How the Beatles Destroyed Rock
The title of this book is meant to grab readers, especially Baby Boomers, by the collar. Music writer Elijah Wald, in How the Beatles Destroyed Rock'n'Roll (Oxford University Press), isn't actually saying the most heralded rock band ever was bad. Rather, Wald's thesis is that the Beatles not only pushed the focus away from live music to the craft of the recording studio, but inadvertently caused a musical split between black and white that has never really been bridged.
A Late Boomer grown up in an era that distrusted all-inclusive, grand narratives, Wald admits exceptions to his theory at many steps along his journey through 20th century Anglo-American music. His book's title is more attention getter than plot synopsis in another respect: for him, the Beatles were only the climax of a longer history.
The unlikely central figure in Wald's narrative isn't Paul McCartney but Paul Whiteman, a provocative choice considering how thoroughly marginalized he has been by music historians of all stripes and forgotten by the public.
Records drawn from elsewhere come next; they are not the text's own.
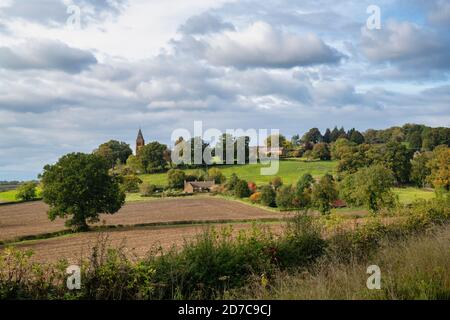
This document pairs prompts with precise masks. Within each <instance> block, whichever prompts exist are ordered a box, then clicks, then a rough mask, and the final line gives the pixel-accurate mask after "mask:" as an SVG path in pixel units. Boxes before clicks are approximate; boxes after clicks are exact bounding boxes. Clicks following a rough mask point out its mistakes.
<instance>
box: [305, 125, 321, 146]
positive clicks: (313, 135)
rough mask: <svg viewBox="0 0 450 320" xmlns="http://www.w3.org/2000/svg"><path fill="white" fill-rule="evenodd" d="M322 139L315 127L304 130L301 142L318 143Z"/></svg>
mask: <svg viewBox="0 0 450 320" xmlns="http://www.w3.org/2000/svg"><path fill="white" fill-rule="evenodd" d="M322 140H323V137H322V134H321V133H320V130H319V129H317V128H312V129H309V131H308V132H306V133H305V134H304V135H303V137H302V142H303V143H308V142H310V143H318V142H321V141H322Z"/></svg>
But in his day, the 1920s, Whiteman was crowned as the "King of Jazz," and his reign over concert halls, record sales and the imagination of musicians white and black extended throughout the decade dubbed the "Jazz Age." The backlash that began in the 1930s swing era, when his orchestra was already deemed old fashioned, has never abated. Whiteman was indicted for all the crimes Elvis was later charged with, including stealing the black man's music and watering it down into bland pudding.
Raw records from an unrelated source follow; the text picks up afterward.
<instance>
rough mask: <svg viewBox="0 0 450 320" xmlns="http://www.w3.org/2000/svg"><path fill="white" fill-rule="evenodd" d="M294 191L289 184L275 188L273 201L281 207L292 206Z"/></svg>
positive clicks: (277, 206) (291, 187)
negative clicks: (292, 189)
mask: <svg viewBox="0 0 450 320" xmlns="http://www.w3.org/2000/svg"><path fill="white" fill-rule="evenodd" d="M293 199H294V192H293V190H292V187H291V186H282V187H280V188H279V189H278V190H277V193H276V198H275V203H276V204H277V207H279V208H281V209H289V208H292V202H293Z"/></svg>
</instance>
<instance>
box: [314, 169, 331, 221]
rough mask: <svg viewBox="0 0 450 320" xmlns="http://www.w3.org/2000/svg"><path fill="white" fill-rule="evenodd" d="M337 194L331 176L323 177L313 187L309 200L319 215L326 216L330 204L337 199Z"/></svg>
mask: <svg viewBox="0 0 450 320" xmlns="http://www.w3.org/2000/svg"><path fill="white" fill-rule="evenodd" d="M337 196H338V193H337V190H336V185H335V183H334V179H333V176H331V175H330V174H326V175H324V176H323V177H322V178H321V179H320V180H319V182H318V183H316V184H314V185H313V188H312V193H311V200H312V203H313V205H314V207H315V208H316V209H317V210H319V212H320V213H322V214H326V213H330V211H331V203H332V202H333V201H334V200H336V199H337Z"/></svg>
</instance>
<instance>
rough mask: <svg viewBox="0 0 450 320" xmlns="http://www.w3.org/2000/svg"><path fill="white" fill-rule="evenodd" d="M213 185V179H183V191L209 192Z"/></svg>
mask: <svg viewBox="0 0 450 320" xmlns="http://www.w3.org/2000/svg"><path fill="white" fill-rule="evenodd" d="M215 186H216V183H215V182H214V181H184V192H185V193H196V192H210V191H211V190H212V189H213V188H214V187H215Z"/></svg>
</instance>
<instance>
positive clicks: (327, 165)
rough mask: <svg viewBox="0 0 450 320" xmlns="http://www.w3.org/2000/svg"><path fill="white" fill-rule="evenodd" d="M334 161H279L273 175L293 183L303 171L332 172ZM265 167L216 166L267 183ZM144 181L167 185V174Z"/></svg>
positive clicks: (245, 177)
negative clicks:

And yet he commissioned George Gershwin's epochal Rhapsody in Blue, gave Bing Crosby his start and-in a process similar to the Beatles with rock'n'roll-elevated jazz from the bawdy streets to respectable society. What Sgt. Pepper was to rock in the '60s, Rhapsody in Blue was to jazz in the '20s. Whiteman was even prescient about this, predicting in the mid-'50s that rock musicians will "get tired of that one-or two-guitar sound, and eventually they'll add fiddles and saxes and brass, like we did when we started the big-band business." Like the Beatles, Whiteman made a vernacular music of low caste origins conscious of itself as art.
How the Beatles Destroyed Rock'n'Roll is a guided tour through many of the less explored byways of popular music history. Although most everyone credits New Orleans as the birthplace of jazz, Wald finds that the facts are less certain. He reminds us that early sound recordings are a doubtful way of reconstructing the sound of the era's music, owing to their primitive, sonically restrictive technology, and that the rise of the recording industry made individually distinct performance styles important. Once, people bought songs. Soon enough they wanted to hear Billie Holiday-or Frank Sinatra or some other favorite interpreter-sing them.
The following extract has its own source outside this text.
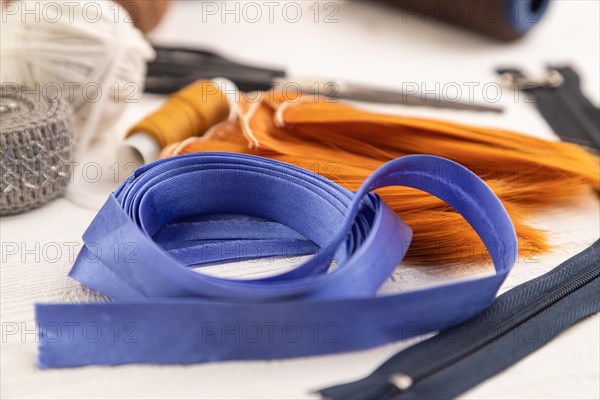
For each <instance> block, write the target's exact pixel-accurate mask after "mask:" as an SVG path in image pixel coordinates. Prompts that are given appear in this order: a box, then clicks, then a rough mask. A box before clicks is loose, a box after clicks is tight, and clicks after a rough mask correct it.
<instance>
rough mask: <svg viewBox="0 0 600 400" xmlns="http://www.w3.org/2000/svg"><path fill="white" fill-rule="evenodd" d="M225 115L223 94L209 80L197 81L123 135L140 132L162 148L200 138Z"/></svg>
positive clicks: (224, 101) (178, 93)
mask: <svg viewBox="0 0 600 400" xmlns="http://www.w3.org/2000/svg"><path fill="white" fill-rule="evenodd" d="M228 116H229V104H228V101H227V96H226V94H225V93H224V92H223V91H222V90H221V89H220V88H219V86H218V85H217V84H216V83H214V82H212V81H198V82H195V83H193V84H191V85H189V86H187V87H185V88H184V89H182V90H180V91H179V92H176V93H174V94H172V95H171V96H169V98H168V99H167V100H166V102H165V104H164V105H163V106H162V107H161V108H160V109H159V110H157V111H156V112H154V113H152V114H150V115H149V116H147V117H146V118H144V119H143V120H141V121H140V122H138V123H137V124H135V125H134V126H133V127H132V128H131V129H130V130H129V132H128V133H127V136H128V137H129V136H131V135H133V134H135V133H140V132H144V133H147V134H149V135H150V136H152V137H153V138H154V139H155V140H156V141H157V142H158V144H159V146H160V147H161V148H164V147H166V146H167V145H169V144H172V143H176V142H179V141H182V140H185V139H187V138H189V137H192V136H199V135H202V134H204V133H205V132H206V131H207V130H208V129H209V128H210V127H212V126H214V125H216V124H218V123H220V122H223V121H225V120H227V118H228Z"/></svg>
The Grateful Dead have been criticized for their endless noodling, but, Wald has found, the dance bands of the early 20th century sometimes riffed on the same number for 15 minutes and up-as long as the rhythm held the dancers feet to the floor. Concision was spurred by the time limits of early recordings. Wald gives more serious attention to the importance of dance to popular music than most historians, noting that after the Beatles, rock became concert music (or sounds to be enjoyed within the privacy of one's head), and lost the communal experience of dance. That function was left to R&B. Ironically, as the '60s Civil Rights movement leveled many barriers, African-American music became resegregated after enjoying a decade of virtual integration during the early years of rock'n'roll. Shorn of fruitful interchange with musicians of greater melodic aspiration, dance music descended into the metronome mechanics of disco.
Wald adds that black musical auteurs existed, notably Stevie Wonder, Marvin Gaye and Prince, but that the socio-economics of the record industry cut them little slack. "They were expected to sell a lot more records than Dylan did or the cash flow disappeared," he writes, stating a truth few critics have examined.
How the Beatles Destroyed Rock'n'Roll is like that-an attempt to cut through decades of historiography to relive popular music as it was experienced in the moments of its creation.